About a month ago after showing up for practice early, I had taken it into my head to let Ryan "pitch" some balls to me so that I could see what all the fuss was about. After just one "I can't pitch it any lighter" Mom pitches, I wanted to run screaming into the night, terrified. I not only did not hit the ball, I had no desire to do anything with it, except to escape my precarious position at the plate, leaving us both doubled over in hysteria. It was my turn to think of my son as the super hero. I filed that one away in the time standing still moments of life; definitely one of our favorite "at bats." Priceless.

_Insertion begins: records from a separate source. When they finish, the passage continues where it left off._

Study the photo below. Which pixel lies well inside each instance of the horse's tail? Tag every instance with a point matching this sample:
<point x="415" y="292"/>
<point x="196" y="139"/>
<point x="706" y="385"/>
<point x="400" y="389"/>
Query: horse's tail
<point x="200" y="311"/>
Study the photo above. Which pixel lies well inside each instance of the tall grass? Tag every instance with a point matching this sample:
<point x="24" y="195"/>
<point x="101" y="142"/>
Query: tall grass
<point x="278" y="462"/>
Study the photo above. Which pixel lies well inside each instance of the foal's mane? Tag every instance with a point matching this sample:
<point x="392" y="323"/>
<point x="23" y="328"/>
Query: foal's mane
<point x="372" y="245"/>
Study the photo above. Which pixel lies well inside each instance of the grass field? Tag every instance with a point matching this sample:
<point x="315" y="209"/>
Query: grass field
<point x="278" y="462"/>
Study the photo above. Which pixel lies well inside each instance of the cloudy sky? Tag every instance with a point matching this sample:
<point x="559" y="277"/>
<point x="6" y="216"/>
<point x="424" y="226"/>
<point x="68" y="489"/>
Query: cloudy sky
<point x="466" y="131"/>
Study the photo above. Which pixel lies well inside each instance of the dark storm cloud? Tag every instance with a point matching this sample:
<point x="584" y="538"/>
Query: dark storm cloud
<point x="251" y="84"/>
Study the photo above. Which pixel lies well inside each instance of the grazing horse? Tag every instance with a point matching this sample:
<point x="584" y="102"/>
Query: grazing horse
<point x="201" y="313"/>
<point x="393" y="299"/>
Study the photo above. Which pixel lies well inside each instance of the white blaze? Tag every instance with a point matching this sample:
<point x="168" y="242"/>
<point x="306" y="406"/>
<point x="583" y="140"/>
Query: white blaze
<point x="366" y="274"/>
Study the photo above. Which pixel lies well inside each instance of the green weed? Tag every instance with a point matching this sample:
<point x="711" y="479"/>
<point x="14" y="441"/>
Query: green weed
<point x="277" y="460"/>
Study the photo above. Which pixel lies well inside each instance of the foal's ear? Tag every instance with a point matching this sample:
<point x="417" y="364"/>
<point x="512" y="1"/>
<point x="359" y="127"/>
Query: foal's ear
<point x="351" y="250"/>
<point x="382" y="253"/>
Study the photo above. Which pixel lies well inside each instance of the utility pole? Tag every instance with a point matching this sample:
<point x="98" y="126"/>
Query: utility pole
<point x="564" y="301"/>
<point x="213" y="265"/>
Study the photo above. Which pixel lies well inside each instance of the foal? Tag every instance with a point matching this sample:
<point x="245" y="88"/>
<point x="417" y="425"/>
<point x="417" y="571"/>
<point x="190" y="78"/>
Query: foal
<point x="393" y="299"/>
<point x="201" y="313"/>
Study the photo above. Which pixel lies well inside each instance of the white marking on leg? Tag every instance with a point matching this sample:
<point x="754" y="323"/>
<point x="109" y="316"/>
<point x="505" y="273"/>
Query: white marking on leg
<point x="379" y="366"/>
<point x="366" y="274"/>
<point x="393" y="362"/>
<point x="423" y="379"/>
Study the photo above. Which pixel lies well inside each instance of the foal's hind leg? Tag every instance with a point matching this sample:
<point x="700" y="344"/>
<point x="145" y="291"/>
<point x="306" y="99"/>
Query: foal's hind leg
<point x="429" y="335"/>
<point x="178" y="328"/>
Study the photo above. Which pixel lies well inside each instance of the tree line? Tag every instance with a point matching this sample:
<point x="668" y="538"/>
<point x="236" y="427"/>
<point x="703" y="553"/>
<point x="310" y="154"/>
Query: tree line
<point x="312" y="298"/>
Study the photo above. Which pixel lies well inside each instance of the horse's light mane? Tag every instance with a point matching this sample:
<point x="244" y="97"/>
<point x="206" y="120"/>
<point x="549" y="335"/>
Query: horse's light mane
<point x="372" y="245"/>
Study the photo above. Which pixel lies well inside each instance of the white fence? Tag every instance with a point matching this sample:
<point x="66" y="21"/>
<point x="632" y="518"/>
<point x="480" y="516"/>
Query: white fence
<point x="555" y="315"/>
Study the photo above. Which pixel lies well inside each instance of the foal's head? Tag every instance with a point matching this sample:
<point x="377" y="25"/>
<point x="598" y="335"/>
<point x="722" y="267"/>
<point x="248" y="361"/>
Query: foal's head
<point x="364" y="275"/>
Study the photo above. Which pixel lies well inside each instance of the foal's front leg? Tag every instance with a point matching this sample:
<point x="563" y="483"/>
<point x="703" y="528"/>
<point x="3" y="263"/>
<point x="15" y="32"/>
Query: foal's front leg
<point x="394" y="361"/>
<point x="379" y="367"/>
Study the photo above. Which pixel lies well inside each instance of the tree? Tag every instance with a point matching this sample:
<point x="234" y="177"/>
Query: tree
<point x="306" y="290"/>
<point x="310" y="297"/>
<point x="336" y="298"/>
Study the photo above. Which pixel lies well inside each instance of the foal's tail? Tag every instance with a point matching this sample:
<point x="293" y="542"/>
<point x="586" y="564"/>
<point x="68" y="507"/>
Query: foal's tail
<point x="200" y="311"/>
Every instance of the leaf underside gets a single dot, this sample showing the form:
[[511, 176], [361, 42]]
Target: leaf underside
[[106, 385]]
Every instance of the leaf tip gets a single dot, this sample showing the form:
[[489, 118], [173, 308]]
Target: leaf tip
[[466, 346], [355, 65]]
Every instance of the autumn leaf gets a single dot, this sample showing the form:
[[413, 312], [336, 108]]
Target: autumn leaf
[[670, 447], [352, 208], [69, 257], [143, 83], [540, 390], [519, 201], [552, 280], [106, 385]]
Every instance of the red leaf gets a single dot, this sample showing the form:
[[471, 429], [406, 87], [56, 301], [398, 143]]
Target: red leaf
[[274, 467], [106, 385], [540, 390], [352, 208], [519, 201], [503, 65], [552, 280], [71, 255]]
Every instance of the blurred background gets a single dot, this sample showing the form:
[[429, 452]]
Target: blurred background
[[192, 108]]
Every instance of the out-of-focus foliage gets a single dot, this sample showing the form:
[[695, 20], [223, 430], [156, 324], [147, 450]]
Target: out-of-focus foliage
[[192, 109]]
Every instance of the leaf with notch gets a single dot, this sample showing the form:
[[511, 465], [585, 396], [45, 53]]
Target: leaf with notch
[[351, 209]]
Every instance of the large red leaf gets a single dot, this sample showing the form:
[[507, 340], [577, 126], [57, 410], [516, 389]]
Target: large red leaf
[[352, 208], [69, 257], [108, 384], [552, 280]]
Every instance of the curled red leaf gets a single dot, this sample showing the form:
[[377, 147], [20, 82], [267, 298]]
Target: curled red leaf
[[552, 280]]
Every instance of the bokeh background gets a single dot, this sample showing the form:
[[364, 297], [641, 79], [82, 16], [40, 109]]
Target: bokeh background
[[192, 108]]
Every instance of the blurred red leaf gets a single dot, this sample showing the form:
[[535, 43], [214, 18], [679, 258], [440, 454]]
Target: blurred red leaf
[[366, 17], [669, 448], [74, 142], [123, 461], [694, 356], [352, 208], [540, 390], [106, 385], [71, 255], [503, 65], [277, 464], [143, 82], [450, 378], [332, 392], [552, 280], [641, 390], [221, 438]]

I confess I haven't learned much about the game itself, but I think you could write a sermon on the lingo. Keep your head down....don't go for the junk...make it be your pitch...Way to look...Good eye...Don't watch strike three...It's a lesson in life, encouraging your child at the plate. Whatever he chooses, I want him to choose it wisely; never reaching for what is not worth reaching for. I pray he will always turn to God for the wisdom to know what is, and then have the courage to swing with all of his might in whatever he's called to do. Because its almost always the hardest hits that count, whether they sail over the outstretched glove of the Center fielder, or land square in the small of your back after a wild pitch. Either way, you get on base, if you run hard enough, or really want it badly enough to fight through the pain.

And so he steps up to the box and assumes the position. I can see, already, what's in his head, almost exactly what he's telling himself. The way he stares it down; tunes everything out, but what he needs to think about in the moment. I can tell if he wants it; where his mind is. And I know, instinctively, whether he will slam it, or whiff it, just by the way he's standing. The pitcher, staring back, sizes him up. Pause, turn, release. It rockets through the air towards my son, who must decide its worth. Let it go, or swing with all that's in him.

I watch him there alone, knowing he will do this again many more times in his life. "Good eye!" I tell him, as the ball sails wide. Make it be your pitch. Don't go for the junk. And swing for the stars.